The eastward drive is being energetically led by Finance Minister Yuval Steinitz. “We are making an effort to divert our exports to China, India and South America in order not to be dependent solely on the West,” he declared at a business conference in Tel Aviv in December. “So far we have been successful: Our exports to emerging markets increased from 30 to 40 percent of the total in just two years.”
In late February, Steinitz made a second trip to China in two years to sign a $300 million financial deal to sell Israeli water technologies to China. Two months earlier he was in India setting up a free-trade zone.
In Beijing, he described increased trade with China as a “top strategic goal.” Last year the volume of Sino-Israel trade reached $8 billion, up from $6.7 billion in 2010. Indo-Israel trade increased even more dramatically, up to $5 billion last year from $2.9 billion in 2010. Mark Sofer, Israel’s former Ambassador to New Delhi, expects it to grow to a game-changing $15 billion within four years.
Over the years, Netanyahu has developed two other stratagies to enable him to have his cake and eat it too – what he calls “economic peace” with the Palestinians – that is helping to create a flourishing economy in the West Bank and so reducing the Palestinian incentive to return to armed struggle – and containing American presidential initiatives by pulling strings in a pro-Israel Congress.
Netanyahu’s flawed cake
None of this makes a whole lot of sense. With an annual trade volume of $37 billion in 2011, the EU remains by far Israel’s largest trading partner. There is a strong scientific and high-tech mesh that fuels trade and innovation. Israel gets strategic goods from Europe it could not get elsewhere, for example, German-built Dolphin submarines.
Moreover, the Netanyahu government has itself acknowledged the EU’s unique moral authority in international affairs. When Europe opposed Palestinian moves for UN recognition last year, Israel spoke of having achieved a “moral majority.”
Secondly, trying to play Congress off against the president is, to say the least, not very smart. It puts Israel’s most vital strategic relationship at risk. It is also less likely to be effective against a second-term incumbent.
The chances are President Barack Obama will be reelected in November and will start pressing Israel to cut a deal with the Palestinians.
The key is in Washington. If the post-election American administration sets a determined end the occupation tone, Europe will follow. The scope of Israel’s trade in emerging markets will make little difference. As for Netanyahu’s notion of economic peace, it is unlikely to hold for much longer without a significant political correlative.
The Netanyahu government’s conclusion from recent events – the rockets from Gaza and the Arab Spring – has been that it is too risky for Israel to withdraw from the West Bank. But the opposite conclusion could also be drawn. The staggering success of the Iron Dome system in shooting down the Gaza rockets suggests Israel is now actually better placed to consider a West Bank pullout.

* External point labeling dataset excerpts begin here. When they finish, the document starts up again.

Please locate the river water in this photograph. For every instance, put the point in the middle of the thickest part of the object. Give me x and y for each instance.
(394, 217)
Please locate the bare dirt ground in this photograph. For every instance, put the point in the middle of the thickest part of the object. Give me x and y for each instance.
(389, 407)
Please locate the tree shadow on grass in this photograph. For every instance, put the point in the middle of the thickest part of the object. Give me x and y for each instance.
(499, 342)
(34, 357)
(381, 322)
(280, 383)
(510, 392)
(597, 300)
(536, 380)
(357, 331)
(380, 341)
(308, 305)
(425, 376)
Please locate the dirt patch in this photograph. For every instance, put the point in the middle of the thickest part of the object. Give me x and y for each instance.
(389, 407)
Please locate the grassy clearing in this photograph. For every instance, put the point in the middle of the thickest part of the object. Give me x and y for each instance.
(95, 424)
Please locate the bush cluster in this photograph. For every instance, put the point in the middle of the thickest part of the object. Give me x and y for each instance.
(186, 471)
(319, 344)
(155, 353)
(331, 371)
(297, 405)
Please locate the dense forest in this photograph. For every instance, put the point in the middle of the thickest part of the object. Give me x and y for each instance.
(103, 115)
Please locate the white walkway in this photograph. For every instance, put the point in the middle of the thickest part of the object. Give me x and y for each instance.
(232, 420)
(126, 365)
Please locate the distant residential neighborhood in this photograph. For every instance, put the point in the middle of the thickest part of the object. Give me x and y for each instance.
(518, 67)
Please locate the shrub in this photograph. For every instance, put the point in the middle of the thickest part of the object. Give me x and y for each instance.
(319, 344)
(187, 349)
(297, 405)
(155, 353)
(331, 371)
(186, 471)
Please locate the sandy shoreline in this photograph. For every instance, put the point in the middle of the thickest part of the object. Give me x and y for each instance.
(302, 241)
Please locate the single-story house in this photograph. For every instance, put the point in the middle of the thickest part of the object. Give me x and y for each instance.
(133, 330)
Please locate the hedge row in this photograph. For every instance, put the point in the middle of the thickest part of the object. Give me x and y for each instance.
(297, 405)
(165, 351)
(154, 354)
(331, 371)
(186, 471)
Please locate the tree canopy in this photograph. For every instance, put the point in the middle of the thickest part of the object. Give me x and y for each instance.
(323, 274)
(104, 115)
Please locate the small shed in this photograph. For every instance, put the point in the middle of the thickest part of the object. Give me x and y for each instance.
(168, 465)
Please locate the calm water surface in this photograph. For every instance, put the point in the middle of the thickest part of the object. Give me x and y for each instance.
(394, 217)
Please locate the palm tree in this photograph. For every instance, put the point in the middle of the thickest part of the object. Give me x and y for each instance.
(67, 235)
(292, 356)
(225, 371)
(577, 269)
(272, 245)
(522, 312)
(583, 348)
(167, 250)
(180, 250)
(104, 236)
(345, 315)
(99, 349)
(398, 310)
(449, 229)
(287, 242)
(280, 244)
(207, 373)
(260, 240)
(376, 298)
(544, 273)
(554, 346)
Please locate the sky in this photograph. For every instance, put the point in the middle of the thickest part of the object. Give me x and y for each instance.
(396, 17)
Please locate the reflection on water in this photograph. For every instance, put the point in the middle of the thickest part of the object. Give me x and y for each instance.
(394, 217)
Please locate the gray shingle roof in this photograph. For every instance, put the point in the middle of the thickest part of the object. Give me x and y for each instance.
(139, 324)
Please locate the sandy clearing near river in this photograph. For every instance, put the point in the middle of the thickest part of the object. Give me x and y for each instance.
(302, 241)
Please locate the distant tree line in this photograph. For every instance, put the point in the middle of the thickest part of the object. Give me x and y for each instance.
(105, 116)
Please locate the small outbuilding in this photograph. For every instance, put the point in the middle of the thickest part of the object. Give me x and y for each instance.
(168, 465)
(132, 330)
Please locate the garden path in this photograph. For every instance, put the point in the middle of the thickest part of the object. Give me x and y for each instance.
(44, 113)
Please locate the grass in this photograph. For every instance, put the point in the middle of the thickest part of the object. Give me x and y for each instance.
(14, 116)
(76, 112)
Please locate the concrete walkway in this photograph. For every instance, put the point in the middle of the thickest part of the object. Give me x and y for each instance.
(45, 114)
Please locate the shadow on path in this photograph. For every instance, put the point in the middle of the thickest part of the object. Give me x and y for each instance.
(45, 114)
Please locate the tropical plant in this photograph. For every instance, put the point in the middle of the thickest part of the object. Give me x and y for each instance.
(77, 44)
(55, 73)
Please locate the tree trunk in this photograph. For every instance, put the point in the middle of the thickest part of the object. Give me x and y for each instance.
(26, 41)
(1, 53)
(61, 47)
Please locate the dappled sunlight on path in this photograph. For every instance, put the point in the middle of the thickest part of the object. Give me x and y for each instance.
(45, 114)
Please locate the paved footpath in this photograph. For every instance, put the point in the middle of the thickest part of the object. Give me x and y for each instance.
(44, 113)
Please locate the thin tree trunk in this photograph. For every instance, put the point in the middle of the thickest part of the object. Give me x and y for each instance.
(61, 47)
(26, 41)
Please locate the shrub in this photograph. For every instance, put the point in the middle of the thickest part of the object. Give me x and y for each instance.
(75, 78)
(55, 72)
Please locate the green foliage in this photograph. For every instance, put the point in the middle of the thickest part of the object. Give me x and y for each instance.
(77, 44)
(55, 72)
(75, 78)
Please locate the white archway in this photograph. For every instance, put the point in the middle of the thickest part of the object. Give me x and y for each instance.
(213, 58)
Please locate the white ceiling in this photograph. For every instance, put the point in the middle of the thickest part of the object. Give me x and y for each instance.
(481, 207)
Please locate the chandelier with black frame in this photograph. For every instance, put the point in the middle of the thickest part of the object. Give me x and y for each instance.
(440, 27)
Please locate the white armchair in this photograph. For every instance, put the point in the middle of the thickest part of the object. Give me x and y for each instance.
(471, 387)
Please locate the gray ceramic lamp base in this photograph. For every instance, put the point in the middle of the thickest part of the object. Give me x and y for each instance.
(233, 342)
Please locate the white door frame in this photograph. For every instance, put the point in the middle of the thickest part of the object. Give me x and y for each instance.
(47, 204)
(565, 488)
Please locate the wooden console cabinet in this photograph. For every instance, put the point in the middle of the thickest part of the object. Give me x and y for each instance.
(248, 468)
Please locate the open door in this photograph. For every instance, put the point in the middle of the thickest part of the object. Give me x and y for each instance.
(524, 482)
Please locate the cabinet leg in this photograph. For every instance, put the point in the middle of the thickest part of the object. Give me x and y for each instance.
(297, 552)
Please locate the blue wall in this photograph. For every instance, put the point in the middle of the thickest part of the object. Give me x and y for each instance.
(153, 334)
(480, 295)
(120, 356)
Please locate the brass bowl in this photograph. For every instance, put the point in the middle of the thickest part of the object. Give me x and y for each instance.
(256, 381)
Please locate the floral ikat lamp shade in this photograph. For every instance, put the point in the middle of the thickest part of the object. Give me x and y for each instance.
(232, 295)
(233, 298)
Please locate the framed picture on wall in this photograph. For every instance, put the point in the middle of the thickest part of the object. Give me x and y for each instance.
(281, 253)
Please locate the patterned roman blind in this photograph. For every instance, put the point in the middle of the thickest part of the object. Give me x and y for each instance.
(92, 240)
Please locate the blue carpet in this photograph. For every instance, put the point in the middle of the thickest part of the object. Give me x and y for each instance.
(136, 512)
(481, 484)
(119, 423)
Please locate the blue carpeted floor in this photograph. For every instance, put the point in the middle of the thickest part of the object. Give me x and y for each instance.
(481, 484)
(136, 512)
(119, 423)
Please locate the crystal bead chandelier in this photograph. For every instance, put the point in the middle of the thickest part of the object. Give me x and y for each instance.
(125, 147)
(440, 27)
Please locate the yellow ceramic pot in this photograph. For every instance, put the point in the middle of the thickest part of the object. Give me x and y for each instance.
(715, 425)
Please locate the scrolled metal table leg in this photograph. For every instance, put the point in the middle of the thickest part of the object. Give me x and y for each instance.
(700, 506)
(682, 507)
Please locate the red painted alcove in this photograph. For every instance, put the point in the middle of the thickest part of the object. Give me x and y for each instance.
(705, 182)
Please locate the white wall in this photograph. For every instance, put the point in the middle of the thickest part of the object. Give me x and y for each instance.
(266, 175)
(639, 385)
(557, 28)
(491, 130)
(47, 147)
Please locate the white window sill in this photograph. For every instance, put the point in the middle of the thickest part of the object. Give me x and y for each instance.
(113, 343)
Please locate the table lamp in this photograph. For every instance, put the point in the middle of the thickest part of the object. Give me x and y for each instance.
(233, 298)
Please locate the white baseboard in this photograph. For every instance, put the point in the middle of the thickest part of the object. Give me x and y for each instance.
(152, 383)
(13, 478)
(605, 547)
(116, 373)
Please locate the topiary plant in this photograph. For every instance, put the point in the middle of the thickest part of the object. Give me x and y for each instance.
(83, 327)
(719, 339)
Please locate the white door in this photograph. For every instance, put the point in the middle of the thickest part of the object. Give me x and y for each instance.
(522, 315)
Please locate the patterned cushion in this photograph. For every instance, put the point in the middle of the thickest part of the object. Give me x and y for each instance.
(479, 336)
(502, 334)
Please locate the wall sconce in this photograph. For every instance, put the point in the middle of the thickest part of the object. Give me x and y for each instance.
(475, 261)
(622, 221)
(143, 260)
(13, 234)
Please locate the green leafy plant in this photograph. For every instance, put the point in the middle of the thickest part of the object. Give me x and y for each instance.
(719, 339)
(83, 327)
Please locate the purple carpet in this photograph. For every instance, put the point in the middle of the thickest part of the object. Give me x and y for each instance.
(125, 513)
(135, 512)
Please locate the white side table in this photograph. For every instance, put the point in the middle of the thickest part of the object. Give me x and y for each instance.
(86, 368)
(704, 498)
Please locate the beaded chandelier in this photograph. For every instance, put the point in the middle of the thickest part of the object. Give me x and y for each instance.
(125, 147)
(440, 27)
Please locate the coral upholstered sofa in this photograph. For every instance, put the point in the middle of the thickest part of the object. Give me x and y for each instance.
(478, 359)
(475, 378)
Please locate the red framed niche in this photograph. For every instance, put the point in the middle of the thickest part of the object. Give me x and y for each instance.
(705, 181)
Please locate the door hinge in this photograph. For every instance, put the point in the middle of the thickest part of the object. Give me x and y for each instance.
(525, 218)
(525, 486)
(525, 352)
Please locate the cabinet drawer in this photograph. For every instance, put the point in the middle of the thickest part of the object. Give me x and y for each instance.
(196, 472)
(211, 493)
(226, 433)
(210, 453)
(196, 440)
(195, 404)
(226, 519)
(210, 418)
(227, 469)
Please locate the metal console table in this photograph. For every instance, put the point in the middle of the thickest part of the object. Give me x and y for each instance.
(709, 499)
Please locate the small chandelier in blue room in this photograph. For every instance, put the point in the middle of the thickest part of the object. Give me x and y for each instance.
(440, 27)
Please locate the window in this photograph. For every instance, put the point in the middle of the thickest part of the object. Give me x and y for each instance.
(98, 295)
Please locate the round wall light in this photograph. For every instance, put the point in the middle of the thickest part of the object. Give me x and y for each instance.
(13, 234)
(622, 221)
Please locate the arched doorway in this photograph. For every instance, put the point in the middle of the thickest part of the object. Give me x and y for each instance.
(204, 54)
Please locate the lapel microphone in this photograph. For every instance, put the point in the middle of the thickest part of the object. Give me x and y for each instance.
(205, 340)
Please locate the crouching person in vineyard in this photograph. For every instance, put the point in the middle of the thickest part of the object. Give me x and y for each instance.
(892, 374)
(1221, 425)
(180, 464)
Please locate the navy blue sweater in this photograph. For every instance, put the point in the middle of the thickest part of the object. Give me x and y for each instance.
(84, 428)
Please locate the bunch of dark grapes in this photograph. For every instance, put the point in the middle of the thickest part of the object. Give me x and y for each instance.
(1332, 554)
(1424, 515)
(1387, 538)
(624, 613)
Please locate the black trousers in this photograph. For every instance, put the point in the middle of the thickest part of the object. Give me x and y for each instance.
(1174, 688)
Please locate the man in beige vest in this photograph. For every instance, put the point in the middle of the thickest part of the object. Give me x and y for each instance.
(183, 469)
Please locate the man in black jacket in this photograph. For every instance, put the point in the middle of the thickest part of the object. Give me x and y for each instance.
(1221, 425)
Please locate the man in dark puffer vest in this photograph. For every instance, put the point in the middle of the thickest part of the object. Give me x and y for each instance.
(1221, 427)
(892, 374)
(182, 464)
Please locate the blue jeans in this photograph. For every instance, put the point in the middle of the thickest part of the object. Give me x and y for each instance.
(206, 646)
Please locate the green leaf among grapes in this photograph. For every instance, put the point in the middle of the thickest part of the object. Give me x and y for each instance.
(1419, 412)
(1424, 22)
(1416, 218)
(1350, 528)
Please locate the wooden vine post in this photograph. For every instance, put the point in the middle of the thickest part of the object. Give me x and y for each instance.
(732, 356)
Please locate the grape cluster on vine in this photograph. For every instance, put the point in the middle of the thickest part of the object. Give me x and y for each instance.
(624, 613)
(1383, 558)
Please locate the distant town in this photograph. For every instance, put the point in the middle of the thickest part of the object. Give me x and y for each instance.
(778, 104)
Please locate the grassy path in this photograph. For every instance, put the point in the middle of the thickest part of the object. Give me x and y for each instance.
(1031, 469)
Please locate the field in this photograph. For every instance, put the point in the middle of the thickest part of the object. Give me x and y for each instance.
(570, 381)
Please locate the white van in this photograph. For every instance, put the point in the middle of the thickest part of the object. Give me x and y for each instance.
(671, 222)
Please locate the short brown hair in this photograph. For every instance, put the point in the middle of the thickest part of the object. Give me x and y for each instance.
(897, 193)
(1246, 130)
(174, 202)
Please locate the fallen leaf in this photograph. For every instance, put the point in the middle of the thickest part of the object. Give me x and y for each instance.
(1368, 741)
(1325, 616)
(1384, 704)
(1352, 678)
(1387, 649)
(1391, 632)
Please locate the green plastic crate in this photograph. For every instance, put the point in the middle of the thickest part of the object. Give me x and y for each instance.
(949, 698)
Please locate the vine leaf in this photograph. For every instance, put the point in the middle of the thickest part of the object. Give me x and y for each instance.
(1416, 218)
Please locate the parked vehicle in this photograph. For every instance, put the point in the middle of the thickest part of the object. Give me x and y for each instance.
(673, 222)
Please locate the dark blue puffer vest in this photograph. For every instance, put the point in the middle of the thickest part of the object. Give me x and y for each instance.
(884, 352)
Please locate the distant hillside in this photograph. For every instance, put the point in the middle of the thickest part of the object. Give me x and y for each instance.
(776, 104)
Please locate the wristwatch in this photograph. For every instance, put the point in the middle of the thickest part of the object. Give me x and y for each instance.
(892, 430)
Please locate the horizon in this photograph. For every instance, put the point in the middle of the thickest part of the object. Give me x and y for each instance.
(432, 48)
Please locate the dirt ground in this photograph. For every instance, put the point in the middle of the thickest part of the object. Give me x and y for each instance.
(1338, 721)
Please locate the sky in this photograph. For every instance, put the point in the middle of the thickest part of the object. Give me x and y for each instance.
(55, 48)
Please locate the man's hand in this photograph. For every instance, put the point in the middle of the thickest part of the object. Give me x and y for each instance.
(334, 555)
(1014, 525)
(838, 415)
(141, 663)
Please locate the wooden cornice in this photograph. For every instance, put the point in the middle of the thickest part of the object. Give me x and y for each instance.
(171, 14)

Moreover, the Arab Spring may have radicalized Arab thinking, but in weakening or toppling the old regimes, it has reduced Arab military options.
For the sake of the moral high ground, for relations with the US, Europe, the region and even the Far East – and, more importantly, for its future as a Jewish and democratic state – Israel would be far better off leaving the West Bank than looking for ways to help maintain the occupation.